The Jungle Corn isn't what people on here think it is, they are the result of crossing a Corn Snake with a King Snake, 2 related species. That one looks like a California Kingsnake x Corn.


----------



## Klaery (Mar 25, 2010)

I was going to ask how on earth that would happen haha. Thanks Boa


----------



## Retic (Mar 25, 2010)

No problem, I thought the name would cause some confusion


----------



## jinjajoe (Mar 25, 2010)

The last Bluey looks like one of the Papua New Guinean forms...... may well be a cross however between a PNG form & an Aussie form...... most likely a Northern.


----------



## Australis (Mar 25, 2010)

Not so exotic, exotics.


----------



## Sock Puppet (Mar 26, 2010)

Bluey x shingles aren't a new thing, there's was a big one on display at last year's Wild Expo.
If you do a search I'm sure it won't be too hard to find a pic of it.


----------



## AM Pythons (Mar 26, 2010)

boa said:


> The Jungle Corn isn't what people on here think it is, they are the result of crossing a Corn Snake with a King Snake, 2 related species.

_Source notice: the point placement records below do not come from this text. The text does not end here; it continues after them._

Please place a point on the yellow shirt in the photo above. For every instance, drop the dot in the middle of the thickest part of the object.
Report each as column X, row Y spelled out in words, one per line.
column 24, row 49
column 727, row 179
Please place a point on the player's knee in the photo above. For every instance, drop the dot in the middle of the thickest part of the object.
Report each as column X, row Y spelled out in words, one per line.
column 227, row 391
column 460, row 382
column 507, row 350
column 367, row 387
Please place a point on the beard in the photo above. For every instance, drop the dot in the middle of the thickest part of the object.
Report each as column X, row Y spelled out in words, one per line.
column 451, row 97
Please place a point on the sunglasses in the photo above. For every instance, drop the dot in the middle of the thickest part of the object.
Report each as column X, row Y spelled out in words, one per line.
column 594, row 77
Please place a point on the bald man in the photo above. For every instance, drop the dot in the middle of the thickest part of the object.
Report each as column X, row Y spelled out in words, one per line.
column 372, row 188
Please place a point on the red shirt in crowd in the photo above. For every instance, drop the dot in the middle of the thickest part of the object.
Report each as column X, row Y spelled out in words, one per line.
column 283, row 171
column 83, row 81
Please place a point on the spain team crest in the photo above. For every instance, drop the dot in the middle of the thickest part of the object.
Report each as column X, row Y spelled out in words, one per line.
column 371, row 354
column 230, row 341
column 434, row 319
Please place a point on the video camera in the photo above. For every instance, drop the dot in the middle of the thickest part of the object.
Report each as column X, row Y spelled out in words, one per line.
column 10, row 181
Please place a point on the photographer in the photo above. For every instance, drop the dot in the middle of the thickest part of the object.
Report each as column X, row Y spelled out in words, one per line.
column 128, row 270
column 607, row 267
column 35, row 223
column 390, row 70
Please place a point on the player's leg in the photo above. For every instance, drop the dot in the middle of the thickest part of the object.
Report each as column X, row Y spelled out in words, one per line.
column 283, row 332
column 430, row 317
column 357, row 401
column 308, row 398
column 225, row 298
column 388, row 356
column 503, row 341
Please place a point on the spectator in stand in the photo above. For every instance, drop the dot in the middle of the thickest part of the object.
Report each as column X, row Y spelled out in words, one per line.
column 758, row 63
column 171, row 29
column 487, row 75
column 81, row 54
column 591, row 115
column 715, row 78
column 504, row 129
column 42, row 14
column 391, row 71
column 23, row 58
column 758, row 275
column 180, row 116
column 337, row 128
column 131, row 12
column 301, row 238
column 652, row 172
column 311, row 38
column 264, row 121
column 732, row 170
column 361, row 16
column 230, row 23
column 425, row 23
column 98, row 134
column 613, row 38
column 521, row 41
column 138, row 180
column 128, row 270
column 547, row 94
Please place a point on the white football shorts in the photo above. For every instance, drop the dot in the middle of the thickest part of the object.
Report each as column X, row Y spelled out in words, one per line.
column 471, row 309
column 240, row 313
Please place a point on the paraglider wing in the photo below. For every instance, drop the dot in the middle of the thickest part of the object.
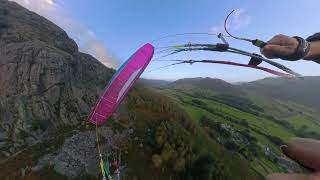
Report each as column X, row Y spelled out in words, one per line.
column 120, row 84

That one looks like a California Kingsnake x Corn.


 thanks for clearing that up boa, i was wondering about that..


----------



## Jason (Mar 26, 2010)

some wierd and wacky hybrids poping up.... im contemplating throwing a darwin and a RHD woma together this season and see what happens.... i love the look of the comas overseas, some coma variagatas would be nice imo.


----------



## GeckoJosh (Mar 26, 2010)

Sock Puppet said:


> Bluey x shingles aren't a new thing, there's was a big one on display at last year's Wild Expo.
> If you do a search I'm sure it won't be too hard to find a pic of it.


So they are legal in Australia?


----------



## miss2 (Mar 26, 2010)

i dont think they are illeagel just not something that is commonly done??


----------



## miss2 (Mar 26, 2010)

what would that 3rd bluie x be? anyone have any ideas??


----------



## Sock Puppet (Mar 26, 2010)

Geckoman said:


> So they are legal in Australia?


I wouldn't have a clue to be honest. But I have seen one in the flesh, & pics of some others. 
Legal or not, they are around. 

Despite, in NSW anyway, the DEECW stating hybridisation is not encouraged (yet NOT illegal), they still indicate some hybrid species codes for the animal keepers record books (mostly morelia), however they have got one for eastern x blotched blueys, but not for bluey x rugosa.


----------



## Jason (Mar 26, 2010)

Jason said:


> some wierd and wacky hybrids poping up.... im contemplating throwing a darwin and a RHD woma together this season and see what happens.... i love the look of the comas overseas, some coma variagatas would be nice imo.



haha... got a few bites. for those that have red this or PM'd me... i was just kidding.


----------